Client Spotlight: Door County Medical Center
In the early hours of March 14th, the staff of Door County Medical Center (DCMC) was facing a nightmare situation: after a routine planned data migration, the hospital's electronic health record (EHR) system failed to restore.

"Our IT staff worked very closely with the EHR vendor and for the first several hours it seemed success was [going to happen] within the hour," said Nancy Davis, Director of Compliance and Safety at DCMC, "However, by late morning temporary measures were wearing thin."
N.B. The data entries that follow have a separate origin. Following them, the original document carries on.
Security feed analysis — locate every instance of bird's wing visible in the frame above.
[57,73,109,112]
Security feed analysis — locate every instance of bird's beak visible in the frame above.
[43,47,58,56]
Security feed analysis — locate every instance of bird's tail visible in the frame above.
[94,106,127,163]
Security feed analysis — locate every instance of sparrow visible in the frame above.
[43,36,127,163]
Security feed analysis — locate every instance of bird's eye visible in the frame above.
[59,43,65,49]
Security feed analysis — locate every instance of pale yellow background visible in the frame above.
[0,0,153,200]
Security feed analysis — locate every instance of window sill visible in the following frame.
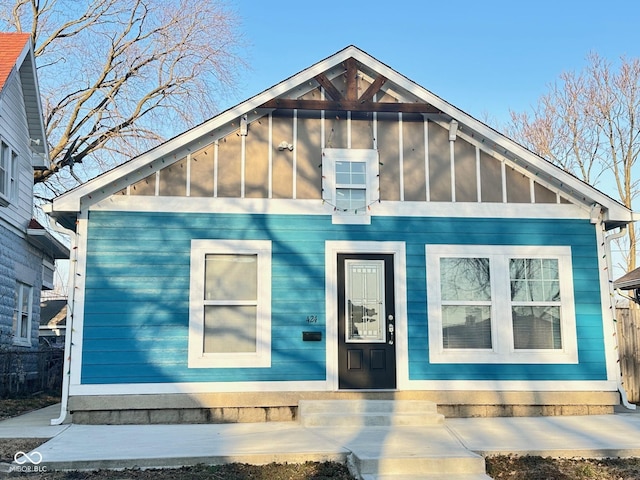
[13,339,31,348]
[331,213,371,225]
[429,350,578,365]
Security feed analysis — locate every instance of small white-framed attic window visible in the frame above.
[322,148,380,223]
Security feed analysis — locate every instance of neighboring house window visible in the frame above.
[322,148,379,223]
[426,245,578,363]
[13,282,33,347]
[189,240,271,368]
[0,140,18,205]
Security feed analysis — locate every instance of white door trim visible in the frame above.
[325,241,409,391]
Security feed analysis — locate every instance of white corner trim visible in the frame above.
[67,211,89,384]
[325,241,409,391]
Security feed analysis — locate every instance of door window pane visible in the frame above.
[345,260,385,342]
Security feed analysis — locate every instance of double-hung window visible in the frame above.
[426,245,578,363]
[188,240,271,368]
[13,282,33,347]
[0,139,18,206]
[322,148,379,223]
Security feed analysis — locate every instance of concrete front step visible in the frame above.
[298,400,444,427]
[350,455,485,479]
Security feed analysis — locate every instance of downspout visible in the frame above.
[49,217,78,425]
[604,225,636,410]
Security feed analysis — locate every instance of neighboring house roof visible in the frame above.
[27,218,69,259]
[40,299,67,328]
[0,32,49,168]
[49,46,634,229]
[613,268,640,290]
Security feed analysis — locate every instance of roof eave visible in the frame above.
[48,45,633,225]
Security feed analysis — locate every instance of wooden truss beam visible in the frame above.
[315,73,342,102]
[360,75,387,102]
[260,57,442,114]
[260,98,442,113]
Under the direction of DCMC's leadership the decision was made to activate the Incident Command Team under the Emergency Preparedness Plan. This ad hoc team is made of key stakeholders impacted by the emergency (hospital leaders, staff, providers, IT, HIM, etc.). The Incident Command Team set up operations and began to strategize and access backup processes to mitigate the situation and ensure continuity of patient care. While the EHR system was "down," staff and providers moved to paper backup processes with pre-printed forms, handwritten notes, and blank folders.
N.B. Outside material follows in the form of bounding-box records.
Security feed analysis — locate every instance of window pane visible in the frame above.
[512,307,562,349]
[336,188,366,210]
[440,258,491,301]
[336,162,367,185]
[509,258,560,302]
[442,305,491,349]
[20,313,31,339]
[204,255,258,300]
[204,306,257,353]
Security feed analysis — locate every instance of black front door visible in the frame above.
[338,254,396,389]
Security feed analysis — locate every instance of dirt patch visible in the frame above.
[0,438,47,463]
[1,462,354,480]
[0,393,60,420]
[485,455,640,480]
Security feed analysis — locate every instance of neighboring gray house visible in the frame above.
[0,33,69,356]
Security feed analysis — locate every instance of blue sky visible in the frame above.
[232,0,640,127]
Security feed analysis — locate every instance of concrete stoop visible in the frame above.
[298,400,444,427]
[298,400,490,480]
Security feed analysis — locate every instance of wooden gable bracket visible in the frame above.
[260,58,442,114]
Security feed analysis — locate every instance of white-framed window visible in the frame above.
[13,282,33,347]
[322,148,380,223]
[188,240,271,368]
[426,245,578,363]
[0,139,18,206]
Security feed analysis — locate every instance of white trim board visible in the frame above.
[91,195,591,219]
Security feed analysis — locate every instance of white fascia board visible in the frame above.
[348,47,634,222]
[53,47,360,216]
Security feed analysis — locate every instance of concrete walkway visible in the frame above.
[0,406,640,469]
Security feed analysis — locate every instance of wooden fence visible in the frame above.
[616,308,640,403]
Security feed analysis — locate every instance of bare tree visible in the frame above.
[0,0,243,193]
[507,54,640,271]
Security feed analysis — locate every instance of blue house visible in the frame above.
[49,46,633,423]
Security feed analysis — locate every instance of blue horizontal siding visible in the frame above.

Then they thought of WISHIN. DCMC has been sharing clinical data with the WISHIN network for two and a half years.  Why not use WISHIN Pulse as a temporary replacement for the clinical history stored within DCMC's EHR?

"It was determined that facilitating clinic provider and staff access to WISHIN would be beneficial for [accessing] patient demographics including phone numbers, diagnostic studies, laboratory results, etc.," Davis said.

Although DCMC wasn't planning to go live with additional WISHIN Pulse end users that week, the crisis called for an expedited process. Laura Widder, WISHIN Project Director, gave Davis a crash course via webinar to instruct her how to set up new users.

"I was surprised at how quickly we could move forward with the information [Laura] provided," said Davis, "From that we were able to facilitate access [for] clinic providers and their staff quickly and the available information from WISHIN immediately solved problems with patient contacts, history, and diagnostic study availability."

Fortunately, DCMC's EHR was back online by 7:00 p.m.

"It was a long day," Davis recalled. "However, we were able to mitigate many issues by [accessing the] information available in WISHIN."

DCMC originally saw value in becoming a WISHIN participant because of Door County's status as a popular tourism destination.

"People from all over Wisconsin and other midwestern states travel to the area and unfortunately may need unplanned medical care," said Davis, "It was felt that having access to WISHIN would help us serve this population."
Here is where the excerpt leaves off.